Bringing in staff is likely to make staying at one of its Iraqi hotels a more expensive experience compared to hotels in other more established markets. "Bringing in 200 people to open your hotel costs a lot of money because you have to give them hardship allowances, fly them in and give them accommodation. It will cost more money, 20-30 percent more operating costs," he says.

Saudi Arabia is also a big market for Rotana's expansion. The group is scheduled to open 17 four and five-star properties including hotel apartments and resorts, comprising 5,500 rooms by 2012. In line with the kingdom's strict rules, none of the hotels will serve alcohol.

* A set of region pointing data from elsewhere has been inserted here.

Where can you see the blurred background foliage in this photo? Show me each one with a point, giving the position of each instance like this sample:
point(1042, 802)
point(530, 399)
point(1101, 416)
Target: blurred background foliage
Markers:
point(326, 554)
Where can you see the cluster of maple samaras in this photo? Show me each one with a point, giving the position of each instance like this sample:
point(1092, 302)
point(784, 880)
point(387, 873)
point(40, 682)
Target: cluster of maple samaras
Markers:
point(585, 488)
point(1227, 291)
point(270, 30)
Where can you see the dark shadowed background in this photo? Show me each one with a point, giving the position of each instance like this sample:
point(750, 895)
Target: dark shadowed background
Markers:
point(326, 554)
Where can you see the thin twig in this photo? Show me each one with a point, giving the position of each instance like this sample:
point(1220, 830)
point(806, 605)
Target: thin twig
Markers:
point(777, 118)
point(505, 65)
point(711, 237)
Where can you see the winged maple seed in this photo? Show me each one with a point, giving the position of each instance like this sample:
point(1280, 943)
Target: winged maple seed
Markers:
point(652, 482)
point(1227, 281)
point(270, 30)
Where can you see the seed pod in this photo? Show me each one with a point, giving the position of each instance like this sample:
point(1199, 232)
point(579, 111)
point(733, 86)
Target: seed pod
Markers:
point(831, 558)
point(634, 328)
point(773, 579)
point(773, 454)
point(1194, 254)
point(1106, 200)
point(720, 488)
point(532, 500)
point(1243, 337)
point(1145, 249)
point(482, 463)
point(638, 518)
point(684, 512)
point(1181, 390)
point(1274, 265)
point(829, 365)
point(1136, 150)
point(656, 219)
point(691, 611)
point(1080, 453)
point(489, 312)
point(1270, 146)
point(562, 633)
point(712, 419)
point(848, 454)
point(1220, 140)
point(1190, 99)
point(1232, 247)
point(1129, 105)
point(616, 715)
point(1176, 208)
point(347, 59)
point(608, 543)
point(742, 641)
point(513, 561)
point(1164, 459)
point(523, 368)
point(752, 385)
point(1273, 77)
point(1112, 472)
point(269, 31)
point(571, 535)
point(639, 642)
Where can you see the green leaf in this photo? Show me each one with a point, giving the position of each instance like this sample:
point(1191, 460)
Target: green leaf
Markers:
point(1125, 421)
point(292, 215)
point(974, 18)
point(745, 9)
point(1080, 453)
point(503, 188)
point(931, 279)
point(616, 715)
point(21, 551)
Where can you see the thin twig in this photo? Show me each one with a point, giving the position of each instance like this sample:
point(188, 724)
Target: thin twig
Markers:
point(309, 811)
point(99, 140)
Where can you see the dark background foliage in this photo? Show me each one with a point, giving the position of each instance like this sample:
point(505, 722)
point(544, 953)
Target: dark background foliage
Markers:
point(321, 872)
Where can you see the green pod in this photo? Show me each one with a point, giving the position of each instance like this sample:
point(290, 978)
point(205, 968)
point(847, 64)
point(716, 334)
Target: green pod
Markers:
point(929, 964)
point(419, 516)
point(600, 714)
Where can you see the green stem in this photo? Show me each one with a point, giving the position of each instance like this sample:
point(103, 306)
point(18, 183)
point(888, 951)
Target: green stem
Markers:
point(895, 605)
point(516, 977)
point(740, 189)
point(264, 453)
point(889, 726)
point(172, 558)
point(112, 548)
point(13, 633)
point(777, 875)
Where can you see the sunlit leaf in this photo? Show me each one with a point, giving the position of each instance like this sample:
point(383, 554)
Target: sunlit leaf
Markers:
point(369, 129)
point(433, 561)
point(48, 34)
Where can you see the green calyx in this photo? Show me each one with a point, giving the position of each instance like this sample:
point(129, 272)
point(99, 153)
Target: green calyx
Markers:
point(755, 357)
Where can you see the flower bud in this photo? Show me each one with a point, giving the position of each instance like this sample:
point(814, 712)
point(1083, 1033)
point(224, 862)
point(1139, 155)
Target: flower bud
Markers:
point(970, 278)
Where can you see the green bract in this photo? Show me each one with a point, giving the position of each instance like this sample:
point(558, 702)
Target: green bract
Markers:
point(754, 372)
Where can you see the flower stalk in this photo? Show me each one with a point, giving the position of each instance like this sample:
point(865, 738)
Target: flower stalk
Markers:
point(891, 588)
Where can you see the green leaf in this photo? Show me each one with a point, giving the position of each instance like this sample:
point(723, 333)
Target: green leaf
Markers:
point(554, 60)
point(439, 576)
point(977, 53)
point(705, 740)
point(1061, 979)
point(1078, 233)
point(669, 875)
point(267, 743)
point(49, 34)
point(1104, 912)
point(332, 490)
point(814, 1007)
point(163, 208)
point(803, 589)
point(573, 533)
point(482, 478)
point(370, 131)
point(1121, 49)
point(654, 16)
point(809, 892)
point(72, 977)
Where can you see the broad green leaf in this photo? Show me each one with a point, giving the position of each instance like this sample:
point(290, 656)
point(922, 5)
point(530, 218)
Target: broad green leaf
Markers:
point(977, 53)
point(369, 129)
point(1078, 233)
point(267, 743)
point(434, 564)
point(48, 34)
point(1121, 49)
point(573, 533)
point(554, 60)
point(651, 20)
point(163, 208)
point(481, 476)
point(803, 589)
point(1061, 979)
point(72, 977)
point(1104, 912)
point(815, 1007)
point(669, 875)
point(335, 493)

Although the company has a non-alcohol compliant brand called Reyhaan, EL Zyr doesn't anticipate this will form part of his expansion drive.

"We have opened one hotel so far, the Rose Rotana in Dubai. We also have one opening in Abu Dhabi in the next two to three weeks and we've opened one in Mecca," he says. "They are doing well, there is a market for it - there is a niche - but it's not growing. You're not going to see hundreds of hotels not serving alcohol in cities such as Dubai, Abu Dhabi, Beirut or Cairo but they'll always be demand for a limited number," he says.

There has also been a huge amount of talk surrounding Rotana's initial public offering (IPO). The firm has been looking into the possibility of selling its shares for some years and although it previously appointed Shuaa Capital to arrange the sale, El Zyr  says its unlikely to happen for at least another two years, when the market has picked up.

"The dream of every private company is to go public but at the same time going public will bring in a lot of unnecessary hardness, as much as it brings corporate governance and transparency," he explains. "Going public [means] you are going to raise cash. What do we do with that cash today? Is it the best time to invest? That really is the billion dirham question. I think going public will have to wait for better days, in two-three years."

Regardless of whether Rotana lists its shares in two years or 20 years, what El Zyr has managed to achieve is no mean feat for someone whose father was once worried about his son's choice of career.